Mossad’s astonishing operational successes against the Iranian nuclear target—the assassinations, the explosions, the heist of the regime’s nuclear archives—denote a new boldness and urgency in Israel. Unleashing the Israeli Air Force against the Islamic Republic is much more challenging and politically risky. It’s not hard to imagine an angry President Biden seeking to curtail or greatly diminish U.S. military supplies after a preventive Israeli air raid on Iran, especially if it led to U.S. military action in the Persian Gulf. And Israel would have to plan to handle a massive missile assault from the Lebanese Hezbollah, which has shown little independence from its Iranian progenitor and patron.
But Israel has pummeled the Revolutionary Guards and Hezbollah repeatedly in Syria. Israeli self-confidence has risen. And Jerusalem may not see an Iranian-American clash in the Gulf negatively. The missile race in the Levant will only get worse with time; if Jerusalem believes it can derail the Iranian atomic program for years, it may well find the balance sheet in favor of a preventive raid.
Certainly, Israel will greenlight more covert operations in the short term, trying to inflict heavier damage against Iran’s nuclear facilities and personnel. Such actions are far less convulsing in the U.S. than explicit, undeniable air raids. It will be operationally daunting, however, for Jerusalem to inflict the kind of paralyzing damage that air raids can do. Yet it’s not unlikely that Israeli intelligence would try to do a lot more with the hope that (a) it might get lucky (Iranian counter-espionage services are obviously not performing well) and (b) in response the clerical regime might egregiously violate a revived JCPOA and the Non-Proliferation Treaty, to which Iran is a signatory, in ways that would make it difficult for Europeans and Americans to ignore. And the more turbulence generated by Israel, the less enthusiastic foreign companies will be about the Iranian market. In such an environment, where Khamenei would likely indulge his fierce anti-Americanism and anti-Zionism, Israeli military action might have fewer painful repercussions.
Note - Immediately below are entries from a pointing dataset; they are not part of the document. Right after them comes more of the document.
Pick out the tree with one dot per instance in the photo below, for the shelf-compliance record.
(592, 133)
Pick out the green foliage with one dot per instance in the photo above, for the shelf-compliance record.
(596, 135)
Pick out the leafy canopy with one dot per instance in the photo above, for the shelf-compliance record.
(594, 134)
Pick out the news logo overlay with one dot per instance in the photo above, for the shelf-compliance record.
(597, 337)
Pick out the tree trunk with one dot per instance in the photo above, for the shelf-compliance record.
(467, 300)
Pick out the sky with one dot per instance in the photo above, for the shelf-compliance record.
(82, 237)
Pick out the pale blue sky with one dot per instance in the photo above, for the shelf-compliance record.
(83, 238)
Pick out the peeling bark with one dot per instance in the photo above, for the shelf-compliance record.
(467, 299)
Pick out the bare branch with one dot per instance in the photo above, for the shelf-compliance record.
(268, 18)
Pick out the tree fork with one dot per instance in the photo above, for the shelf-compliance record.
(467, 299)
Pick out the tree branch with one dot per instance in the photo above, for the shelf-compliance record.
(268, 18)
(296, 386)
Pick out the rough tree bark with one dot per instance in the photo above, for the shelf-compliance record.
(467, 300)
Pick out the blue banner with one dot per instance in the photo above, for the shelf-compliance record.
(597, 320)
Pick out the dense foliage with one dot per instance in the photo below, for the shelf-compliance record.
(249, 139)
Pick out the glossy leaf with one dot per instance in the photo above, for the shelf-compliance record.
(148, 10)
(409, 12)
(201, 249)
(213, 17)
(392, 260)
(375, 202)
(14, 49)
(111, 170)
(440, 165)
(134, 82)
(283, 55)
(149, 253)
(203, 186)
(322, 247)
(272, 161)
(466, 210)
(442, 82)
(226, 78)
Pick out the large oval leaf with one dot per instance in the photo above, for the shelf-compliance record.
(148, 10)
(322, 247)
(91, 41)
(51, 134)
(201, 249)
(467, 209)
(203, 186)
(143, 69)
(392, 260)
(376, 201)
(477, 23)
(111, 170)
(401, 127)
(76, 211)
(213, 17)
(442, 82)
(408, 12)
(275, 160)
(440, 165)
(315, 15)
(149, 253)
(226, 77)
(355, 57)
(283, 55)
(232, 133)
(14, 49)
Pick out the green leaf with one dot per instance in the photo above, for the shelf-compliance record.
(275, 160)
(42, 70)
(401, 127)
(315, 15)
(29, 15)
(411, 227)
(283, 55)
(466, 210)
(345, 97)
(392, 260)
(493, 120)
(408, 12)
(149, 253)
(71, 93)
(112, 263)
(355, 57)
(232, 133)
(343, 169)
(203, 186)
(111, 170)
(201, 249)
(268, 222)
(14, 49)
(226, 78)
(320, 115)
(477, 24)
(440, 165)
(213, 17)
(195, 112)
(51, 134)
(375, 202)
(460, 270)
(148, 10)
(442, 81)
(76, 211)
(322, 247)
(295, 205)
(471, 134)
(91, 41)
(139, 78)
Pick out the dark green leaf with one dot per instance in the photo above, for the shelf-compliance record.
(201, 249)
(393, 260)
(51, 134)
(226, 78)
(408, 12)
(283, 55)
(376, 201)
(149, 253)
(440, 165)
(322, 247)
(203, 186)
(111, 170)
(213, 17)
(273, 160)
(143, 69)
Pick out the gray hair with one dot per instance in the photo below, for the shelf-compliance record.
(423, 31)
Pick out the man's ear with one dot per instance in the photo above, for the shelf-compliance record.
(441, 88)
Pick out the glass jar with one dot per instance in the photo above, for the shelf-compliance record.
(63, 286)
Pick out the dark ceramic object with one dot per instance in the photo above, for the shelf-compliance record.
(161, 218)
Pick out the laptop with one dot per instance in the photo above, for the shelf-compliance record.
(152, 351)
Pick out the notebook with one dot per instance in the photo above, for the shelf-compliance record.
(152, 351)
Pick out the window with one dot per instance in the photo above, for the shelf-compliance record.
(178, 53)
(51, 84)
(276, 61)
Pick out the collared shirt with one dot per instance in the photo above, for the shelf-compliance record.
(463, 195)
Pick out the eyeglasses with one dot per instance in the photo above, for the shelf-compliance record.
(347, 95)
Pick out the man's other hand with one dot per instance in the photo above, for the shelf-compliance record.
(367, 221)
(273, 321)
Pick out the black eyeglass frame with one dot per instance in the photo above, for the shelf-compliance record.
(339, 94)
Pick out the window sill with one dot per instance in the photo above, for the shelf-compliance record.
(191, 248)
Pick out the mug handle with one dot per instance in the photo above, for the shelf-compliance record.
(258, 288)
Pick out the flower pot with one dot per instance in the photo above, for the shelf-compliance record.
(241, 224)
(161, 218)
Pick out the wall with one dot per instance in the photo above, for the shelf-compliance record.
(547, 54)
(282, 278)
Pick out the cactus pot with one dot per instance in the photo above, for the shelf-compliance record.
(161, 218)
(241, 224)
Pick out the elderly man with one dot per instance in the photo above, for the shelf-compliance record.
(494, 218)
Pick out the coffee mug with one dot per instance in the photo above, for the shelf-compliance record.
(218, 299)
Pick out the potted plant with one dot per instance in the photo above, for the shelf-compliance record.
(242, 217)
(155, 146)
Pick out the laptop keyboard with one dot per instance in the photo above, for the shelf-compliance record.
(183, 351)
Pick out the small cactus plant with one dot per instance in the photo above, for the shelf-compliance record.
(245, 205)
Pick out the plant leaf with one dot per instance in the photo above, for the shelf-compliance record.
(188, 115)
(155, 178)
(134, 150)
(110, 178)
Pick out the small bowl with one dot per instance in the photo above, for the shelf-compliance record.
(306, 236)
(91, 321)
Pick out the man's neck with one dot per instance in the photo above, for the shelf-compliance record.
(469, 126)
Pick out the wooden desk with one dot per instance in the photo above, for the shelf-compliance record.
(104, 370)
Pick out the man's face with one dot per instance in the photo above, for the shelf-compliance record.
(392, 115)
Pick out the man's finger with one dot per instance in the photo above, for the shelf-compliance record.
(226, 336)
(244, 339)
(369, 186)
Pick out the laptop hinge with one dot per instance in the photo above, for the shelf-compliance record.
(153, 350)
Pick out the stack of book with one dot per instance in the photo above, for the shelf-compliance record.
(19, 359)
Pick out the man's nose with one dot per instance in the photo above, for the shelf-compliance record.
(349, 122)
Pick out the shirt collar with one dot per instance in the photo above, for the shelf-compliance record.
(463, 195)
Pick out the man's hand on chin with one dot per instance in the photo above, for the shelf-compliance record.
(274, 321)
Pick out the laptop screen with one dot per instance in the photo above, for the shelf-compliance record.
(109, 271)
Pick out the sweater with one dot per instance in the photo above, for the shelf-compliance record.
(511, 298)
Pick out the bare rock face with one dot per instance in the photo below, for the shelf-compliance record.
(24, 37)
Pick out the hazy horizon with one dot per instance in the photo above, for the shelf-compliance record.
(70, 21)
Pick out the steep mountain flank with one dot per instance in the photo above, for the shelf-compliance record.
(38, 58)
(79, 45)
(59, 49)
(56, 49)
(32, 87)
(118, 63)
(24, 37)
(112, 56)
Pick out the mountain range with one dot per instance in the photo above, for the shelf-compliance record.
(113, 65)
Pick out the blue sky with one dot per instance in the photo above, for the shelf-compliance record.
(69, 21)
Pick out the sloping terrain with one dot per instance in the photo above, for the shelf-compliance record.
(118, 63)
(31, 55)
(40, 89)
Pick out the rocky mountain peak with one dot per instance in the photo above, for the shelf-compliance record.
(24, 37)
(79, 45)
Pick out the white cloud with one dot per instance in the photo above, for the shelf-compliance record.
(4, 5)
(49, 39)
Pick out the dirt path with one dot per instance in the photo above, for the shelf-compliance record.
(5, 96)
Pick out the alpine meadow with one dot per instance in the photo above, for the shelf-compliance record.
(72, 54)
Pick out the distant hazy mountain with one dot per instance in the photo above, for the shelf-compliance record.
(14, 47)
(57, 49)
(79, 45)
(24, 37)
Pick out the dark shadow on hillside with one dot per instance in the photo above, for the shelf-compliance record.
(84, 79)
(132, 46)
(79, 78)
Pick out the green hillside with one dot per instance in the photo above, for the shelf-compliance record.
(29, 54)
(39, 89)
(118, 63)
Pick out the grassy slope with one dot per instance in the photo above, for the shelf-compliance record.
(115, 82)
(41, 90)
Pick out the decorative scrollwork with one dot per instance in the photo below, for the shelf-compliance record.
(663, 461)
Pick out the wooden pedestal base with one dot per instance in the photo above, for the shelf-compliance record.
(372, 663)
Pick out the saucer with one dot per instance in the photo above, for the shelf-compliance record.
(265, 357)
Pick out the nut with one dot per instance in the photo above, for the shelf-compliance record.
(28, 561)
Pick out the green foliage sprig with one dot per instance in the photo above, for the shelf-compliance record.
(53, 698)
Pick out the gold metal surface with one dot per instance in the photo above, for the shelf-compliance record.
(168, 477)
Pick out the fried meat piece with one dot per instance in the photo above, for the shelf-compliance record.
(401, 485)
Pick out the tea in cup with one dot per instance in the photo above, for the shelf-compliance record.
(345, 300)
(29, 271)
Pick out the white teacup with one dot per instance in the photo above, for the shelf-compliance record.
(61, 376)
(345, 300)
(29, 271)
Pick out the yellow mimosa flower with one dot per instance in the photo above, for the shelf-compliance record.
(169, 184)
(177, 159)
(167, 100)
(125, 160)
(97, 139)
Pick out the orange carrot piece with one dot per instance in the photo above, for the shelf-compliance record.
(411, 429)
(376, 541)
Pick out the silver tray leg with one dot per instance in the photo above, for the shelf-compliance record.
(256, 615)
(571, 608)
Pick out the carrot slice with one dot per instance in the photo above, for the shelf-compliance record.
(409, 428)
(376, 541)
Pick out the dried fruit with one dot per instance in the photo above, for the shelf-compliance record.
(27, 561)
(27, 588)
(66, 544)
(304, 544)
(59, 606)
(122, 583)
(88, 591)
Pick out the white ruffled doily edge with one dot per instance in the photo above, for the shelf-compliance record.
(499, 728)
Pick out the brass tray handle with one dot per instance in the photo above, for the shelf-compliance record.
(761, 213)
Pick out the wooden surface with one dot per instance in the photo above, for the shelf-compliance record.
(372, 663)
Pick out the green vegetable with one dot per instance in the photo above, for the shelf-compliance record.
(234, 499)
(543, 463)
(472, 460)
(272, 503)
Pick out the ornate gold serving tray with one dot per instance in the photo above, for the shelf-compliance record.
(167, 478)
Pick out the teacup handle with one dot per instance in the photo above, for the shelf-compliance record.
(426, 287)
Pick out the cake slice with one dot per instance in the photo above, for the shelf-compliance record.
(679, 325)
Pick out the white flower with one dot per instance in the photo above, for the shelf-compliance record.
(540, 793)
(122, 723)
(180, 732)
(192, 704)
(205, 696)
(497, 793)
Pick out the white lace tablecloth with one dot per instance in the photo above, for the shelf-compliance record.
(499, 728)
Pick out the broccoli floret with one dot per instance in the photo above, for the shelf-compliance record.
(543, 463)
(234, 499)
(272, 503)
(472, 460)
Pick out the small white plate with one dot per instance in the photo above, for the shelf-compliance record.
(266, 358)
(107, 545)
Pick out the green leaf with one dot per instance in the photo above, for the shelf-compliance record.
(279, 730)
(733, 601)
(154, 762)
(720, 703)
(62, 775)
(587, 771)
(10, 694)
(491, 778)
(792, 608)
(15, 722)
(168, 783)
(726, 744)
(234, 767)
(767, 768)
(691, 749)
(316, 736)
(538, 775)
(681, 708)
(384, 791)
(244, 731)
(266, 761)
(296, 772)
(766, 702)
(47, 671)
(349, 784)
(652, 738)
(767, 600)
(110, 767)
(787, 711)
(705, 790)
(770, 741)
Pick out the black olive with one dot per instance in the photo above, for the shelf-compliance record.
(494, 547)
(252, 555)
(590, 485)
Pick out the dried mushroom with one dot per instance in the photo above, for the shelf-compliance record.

If Raisi becomes president and the Biden administration releases billions, giving Tehran’s quest to build a nuclear-weapons infrastructure legality and a lot of cash, fear of Washington’s wrath in Israel may shrink more rapidly than Washington skeptics imagine. The Israelis never believed in a functional nuclear difference between “moderates” and “hardliners” in the Islamic Republic’s nuclear aspirations. But they know that many Americans, especially in the Democratic Party, did. Even under Obama the idea of the U.S. as a Middle Eastern power willing to wage war hadn’t evaporated. (See Libya.) However, a Washington just trying to temporarily buy off die-hard, antisemitic clerics and Guardsmen, which is what a deal with Raisi as president would be, changes fundamentally how Israelis can view the United States. In Jerusalem, the Biden administration entreating Raisi and Khamenei won’t be a realpolitik entente between Nixon and Mao. And in that psychological reassessment of America may come a willingness to roll the dice to foreclose the possibility of mutually assured destruction becoming the nuclear doctrine the Jewish state must forever accept in the Middle East.
Reuel Marc Gerecht, a former Iranian-targets officer in the Central Intelligence Agency, is a senior fellow at the Foundation for Defense of Democracies.